Con esta oposición de los expertos es comprensible que mis denuncias se empantanaran. Sin embargo, gracias a dos investigaciones posteriores realizadas en nuestro país por la Oficina Mundial de la Salud, volvieron a adquirir relevancia pública. En la primera se confirmaron mis sospechas, al demostrar que el 98% de los pacientes investigados estaban infectados por la bacteria y que ésta sólo pudo erradicarse en el 8,6% de los enfermos, en contra del 86% esperado, debido a su resistencia al tratamiento con antibióticos (La Nación, 10-2-97); además , los investigadores solicitaron ampliar el estudio para comprender por qué "el tratamiento empleado en otros países fracasó en Costa Rica". En la segunda investigación se encontró resistencia al antibiótico en la Vibrio cholerae (cólera), la Shigella (diarrea) y la Mycobacterium tuberculosis, aunque desgraciadamente los autores ni siquiera mencionan la posible relación existente entre dicha resistencia y la presencia del medicamento en la leche (La Nación, 4-1-97).

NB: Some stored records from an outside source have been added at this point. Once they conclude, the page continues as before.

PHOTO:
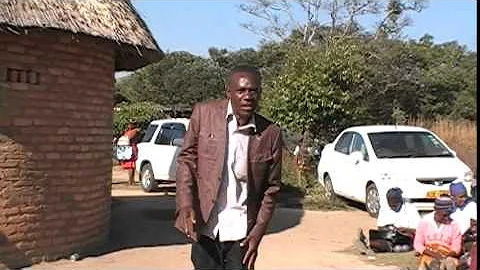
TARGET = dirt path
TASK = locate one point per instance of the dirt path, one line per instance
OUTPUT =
(142, 236)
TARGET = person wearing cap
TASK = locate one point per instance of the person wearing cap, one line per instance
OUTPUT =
(464, 206)
(438, 239)
(128, 138)
(399, 213)
(400, 217)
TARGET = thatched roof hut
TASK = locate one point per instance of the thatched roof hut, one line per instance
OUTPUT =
(116, 20)
(57, 64)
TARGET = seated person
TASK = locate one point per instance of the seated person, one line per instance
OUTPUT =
(468, 260)
(396, 225)
(438, 239)
(464, 206)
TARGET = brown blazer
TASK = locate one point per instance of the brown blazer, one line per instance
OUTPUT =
(200, 166)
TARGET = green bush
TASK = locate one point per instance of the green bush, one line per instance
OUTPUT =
(141, 113)
(306, 186)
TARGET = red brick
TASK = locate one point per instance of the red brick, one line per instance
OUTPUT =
(52, 120)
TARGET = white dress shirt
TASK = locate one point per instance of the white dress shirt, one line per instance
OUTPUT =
(407, 217)
(228, 219)
(463, 215)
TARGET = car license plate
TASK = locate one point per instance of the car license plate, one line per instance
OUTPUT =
(433, 194)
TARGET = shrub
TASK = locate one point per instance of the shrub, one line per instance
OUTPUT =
(142, 113)
(305, 185)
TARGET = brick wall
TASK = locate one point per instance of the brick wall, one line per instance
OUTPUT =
(55, 144)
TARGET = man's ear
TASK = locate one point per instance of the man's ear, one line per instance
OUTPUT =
(227, 92)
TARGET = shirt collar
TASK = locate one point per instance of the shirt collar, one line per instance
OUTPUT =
(251, 123)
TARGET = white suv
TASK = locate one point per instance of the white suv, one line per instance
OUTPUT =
(158, 151)
(363, 162)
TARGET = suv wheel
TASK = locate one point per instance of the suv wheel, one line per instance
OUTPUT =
(147, 179)
(372, 200)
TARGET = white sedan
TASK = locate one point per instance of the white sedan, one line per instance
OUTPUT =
(363, 162)
(158, 151)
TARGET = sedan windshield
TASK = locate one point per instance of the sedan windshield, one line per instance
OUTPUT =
(407, 144)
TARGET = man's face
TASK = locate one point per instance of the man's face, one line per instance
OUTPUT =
(244, 92)
(459, 199)
(395, 203)
(442, 216)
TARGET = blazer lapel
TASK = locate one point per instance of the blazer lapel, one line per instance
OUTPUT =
(220, 128)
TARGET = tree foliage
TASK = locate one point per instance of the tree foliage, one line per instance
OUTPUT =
(321, 88)
(180, 78)
(314, 91)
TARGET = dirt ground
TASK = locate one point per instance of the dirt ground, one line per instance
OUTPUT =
(143, 237)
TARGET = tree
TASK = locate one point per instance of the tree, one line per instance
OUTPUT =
(179, 79)
(277, 19)
(395, 18)
(314, 90)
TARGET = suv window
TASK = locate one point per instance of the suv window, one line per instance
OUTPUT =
(169, 132)
(359, 145)
(148, 134)
(343, 144)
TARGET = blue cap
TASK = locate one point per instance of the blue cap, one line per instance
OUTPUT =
(457, 189)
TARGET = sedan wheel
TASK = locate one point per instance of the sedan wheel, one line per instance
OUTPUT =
(147, 178)
(372, 201)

Ante estos datos tan alarmantes mis denuncias debieron haber resucitado del cajón de los muertos. Pero no fue así: el caso sigue cerrado. Mientras tanto, a la mayor parte de quienes padecen gastritis y están infectados con la bacteria ni siquiera se les hace el examen para diagnosticar su presencia, pues los médicos son concientes de la poca probabilidad existente de que el tratamiento con antibiótico funcione. Con ello les niegan la posibilidad de reducir en por lo menos 12 veces la probabilidad de morir de cáncer gástrico. Lo más triste de esta historia es que, desgraciadamente, los expertos siguen sin saber que ya existe una forma de eliminar la bacteria a través de métodos naturales, sin efectos colaterales de importancia y con un porcentaje de éxito cercano al 90%.

La moraleja es clara: si usted padece gastritis cuídese de aceptar ciegamente las doctrinas de la ciencia médica oficial, pues dicha actitud podría resultar más peligrosa que la misma enfermedad. (Y si quiere decirle no al cáncer gástrico, infórmese bien a través de la Línea Azul: 224-0883.)

 

 

 

 

 

Referencias bibliográficas

 

Brenes, José. "Sexo , Etica y Divagaciones Gástricas", en: La República, 21-2-97.

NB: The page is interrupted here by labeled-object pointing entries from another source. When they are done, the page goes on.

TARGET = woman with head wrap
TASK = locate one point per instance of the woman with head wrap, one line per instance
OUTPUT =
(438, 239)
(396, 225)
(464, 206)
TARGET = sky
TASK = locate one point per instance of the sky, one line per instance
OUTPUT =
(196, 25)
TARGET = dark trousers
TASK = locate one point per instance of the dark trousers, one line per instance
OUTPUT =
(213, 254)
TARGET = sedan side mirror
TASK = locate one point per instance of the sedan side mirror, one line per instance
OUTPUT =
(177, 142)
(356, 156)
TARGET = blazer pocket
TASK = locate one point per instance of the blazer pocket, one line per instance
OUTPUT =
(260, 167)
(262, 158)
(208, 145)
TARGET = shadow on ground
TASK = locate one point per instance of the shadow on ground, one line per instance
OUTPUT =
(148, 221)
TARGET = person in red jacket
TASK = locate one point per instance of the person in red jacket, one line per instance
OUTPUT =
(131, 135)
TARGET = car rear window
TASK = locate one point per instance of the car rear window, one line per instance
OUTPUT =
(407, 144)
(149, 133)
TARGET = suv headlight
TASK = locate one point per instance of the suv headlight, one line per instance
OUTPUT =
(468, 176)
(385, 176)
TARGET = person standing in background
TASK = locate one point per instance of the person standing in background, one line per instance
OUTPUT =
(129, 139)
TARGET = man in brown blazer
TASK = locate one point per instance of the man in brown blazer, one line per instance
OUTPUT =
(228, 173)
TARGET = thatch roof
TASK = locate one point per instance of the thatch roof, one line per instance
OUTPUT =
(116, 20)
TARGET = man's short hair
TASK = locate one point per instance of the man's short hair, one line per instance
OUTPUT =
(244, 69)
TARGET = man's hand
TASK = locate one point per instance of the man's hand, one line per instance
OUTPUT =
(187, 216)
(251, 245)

Jaramillo, Juan. "Causas del cáncer", en: La Nación, 8-2-97.

La Nación, 4-1-97. "Bacteria Resistente".

La Nación, 10-2-97. "País cede terreno frente a bacterias".

La República, 17-8-96. "Expertos descartan cáncer por la leche y el agua".

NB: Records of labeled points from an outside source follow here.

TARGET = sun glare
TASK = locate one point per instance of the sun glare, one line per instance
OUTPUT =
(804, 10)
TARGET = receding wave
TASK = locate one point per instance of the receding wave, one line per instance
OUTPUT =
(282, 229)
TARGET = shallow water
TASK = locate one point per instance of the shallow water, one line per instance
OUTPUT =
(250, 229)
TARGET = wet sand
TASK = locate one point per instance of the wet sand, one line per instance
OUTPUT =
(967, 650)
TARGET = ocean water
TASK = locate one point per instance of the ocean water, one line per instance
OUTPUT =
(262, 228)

Sierra, Rafaela. "Cáncer gátrico y prudencia científica", en: La Nación, 10-2-97

Solano, Horacio. "¿Qué hacer contra el cáncer gástrico?", en: La Nación, 23-3-97.

Vatier y Postigo. 1986. Revista Mundial de Zootecnia.

 


Javier Ortiz, experto en salud, es director del Centro de Balance Integral y presidente de Fundación Gaia.